Definition Rassismussensibilität

Trotz und innerhalb rassistischer sozialer Strukturen ist es Individuen möglich, ein Maß an Rassismussensibilität zu erreichen, welches als Gegengewicht zum individuellen wie strukturellen Rassismus verstanden und als Präventions- wie Interventionsressource nutzbar zu machen ist. Hier sind an erster Stelle Personen zu nennen, die von Rassismus selbst betroffen und dadurch gezwungen sind, täglich Umgangsstrategien dagegen zu entwickeln. Dies betrifft aber auch Personen, die – obwohl nicht selbst Opfer von Rassismus – diesen aus moralischen und politischen Gründen ablehnen oder aufgrund ihres Professionsverständnisses in Konflikt mit rassistischen Mechanismen geraten.

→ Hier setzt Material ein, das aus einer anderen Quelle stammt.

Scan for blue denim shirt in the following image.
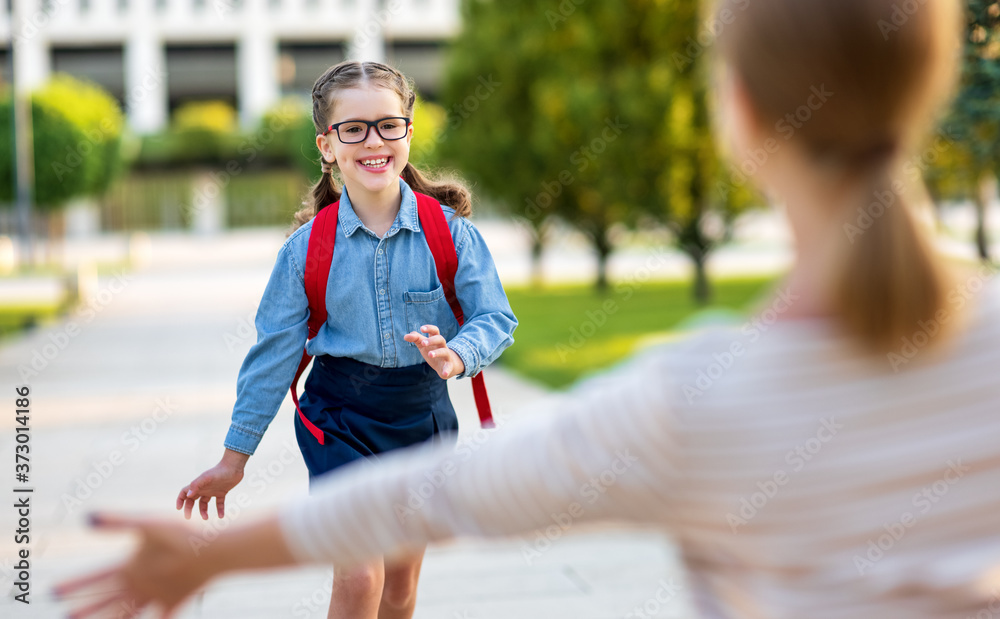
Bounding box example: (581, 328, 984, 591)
(225, 179, 518, 455)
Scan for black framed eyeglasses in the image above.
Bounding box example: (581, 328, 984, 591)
(321, 117, 411, 144)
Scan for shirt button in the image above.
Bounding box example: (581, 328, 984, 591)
(379, 289, 385, 295)
(378, 249, 383, 255)
(384, 332, 391, 339)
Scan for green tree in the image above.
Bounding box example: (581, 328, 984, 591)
(440, 0, 758, 297)
(0, 75, 123, 212)
(934, 0, 1000, 262)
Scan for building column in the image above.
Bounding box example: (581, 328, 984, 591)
(125, 2, 168, 133)
(349, 0, 387, 62)
(237, 0, 279, 129)
(12, 0, 50, 95)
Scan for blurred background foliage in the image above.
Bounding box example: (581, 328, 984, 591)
(1, 0, 997, 291)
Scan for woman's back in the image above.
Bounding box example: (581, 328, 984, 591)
(662, 276, 1000, 618)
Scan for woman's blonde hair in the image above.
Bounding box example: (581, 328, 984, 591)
(291, 60, 472, 232)
(716, 0, 965, 354)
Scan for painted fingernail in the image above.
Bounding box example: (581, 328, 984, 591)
(429, 351, 435, 358)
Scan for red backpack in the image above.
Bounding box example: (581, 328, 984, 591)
(289, 191, 494, 445)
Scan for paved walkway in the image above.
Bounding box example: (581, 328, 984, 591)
(0, 228, 694, 618)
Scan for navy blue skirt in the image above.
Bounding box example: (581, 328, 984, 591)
(294, 355, 459, 483)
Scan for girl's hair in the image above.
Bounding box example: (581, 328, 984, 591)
(715, 0, 964, 354)
(291, 60, 472, 231)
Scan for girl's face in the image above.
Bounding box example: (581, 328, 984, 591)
(316, 84, 413, 204)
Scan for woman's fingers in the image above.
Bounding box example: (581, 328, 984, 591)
(54, 566, 120, 598)
(216, 495, 226, 519)
(68, 591, 141, 619)
(198, 496, 211, 521)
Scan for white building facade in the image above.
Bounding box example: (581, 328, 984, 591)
(0, 0, 460, 132)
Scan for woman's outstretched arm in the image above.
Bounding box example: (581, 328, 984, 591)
(58, 348, 682, 617)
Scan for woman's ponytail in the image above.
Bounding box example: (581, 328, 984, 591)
(831, 158, 954, 356)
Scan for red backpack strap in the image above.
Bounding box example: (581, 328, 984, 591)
(415, 192, 495, 429)
(289, 201, 338, 445)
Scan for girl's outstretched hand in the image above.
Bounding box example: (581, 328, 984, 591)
(176, 449, 249, 520)
(54, 514, 214, 619)
(404, 324, 466, 380)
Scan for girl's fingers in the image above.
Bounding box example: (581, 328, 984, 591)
(216, 495, 226, 519)
(421, 335, 447, 348)
(183, 497, 195, 520)
(421, 325, 440, 337)
(198, 497, 210, 520)
(175, 487, 189, 511)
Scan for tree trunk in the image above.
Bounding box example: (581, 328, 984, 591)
(594, 228, 612, 293)
(693, 254, 710, 305)
(975, 172, 995, 263)
(530, 228, 545, 290)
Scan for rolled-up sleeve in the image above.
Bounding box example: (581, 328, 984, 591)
(225, 240, 310, 455)
(446, 217, 517, 379)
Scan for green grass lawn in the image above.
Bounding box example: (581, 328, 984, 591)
(0, 303, 64, 339)
(498, 276, 779, 389)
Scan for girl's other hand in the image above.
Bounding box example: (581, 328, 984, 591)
(54, 514, 214, 619)
(176, 449, 249, 520)
(404, 324, 466, 380)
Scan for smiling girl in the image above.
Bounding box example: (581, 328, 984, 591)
(172, 60, 517, 619)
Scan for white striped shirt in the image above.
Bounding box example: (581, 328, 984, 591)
(282, 276, 1000, 618)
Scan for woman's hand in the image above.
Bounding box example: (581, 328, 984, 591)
(55, 515, 216, 619)
(56, 513, 299, 618)
(176, 449, 249, 520)
(404, 324, 466, 379)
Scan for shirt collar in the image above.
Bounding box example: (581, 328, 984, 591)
(337, 178, 421, 237)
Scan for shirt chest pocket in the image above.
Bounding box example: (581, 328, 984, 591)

Rassismussensibilität im Kontext der Kita beginnt diesem Ansatz folgend beim professionellen Leitbild und führt durch reflektierte pädagogische Interaktionen der Fachkräfte mit den Kindern zu einem rassismuskritischen Bildungsgeschehen. Damit können Kitas auch ein Gegenpol zu eventuell vorhandenen rassistischen Haltungen einzelner Eltern sein. Wie und in welchem Maße sich in Kitas eine Rassismussensibilität nachweisen lässt, wurde mit einer Studie in Rheinland-Pfalz untersucht, die im Folgenden kurz vorgestellt wird:

Studie zur Rassismussensibilität in rheinland-pfälzischen Kitas (Bundschuh/Müller 2019)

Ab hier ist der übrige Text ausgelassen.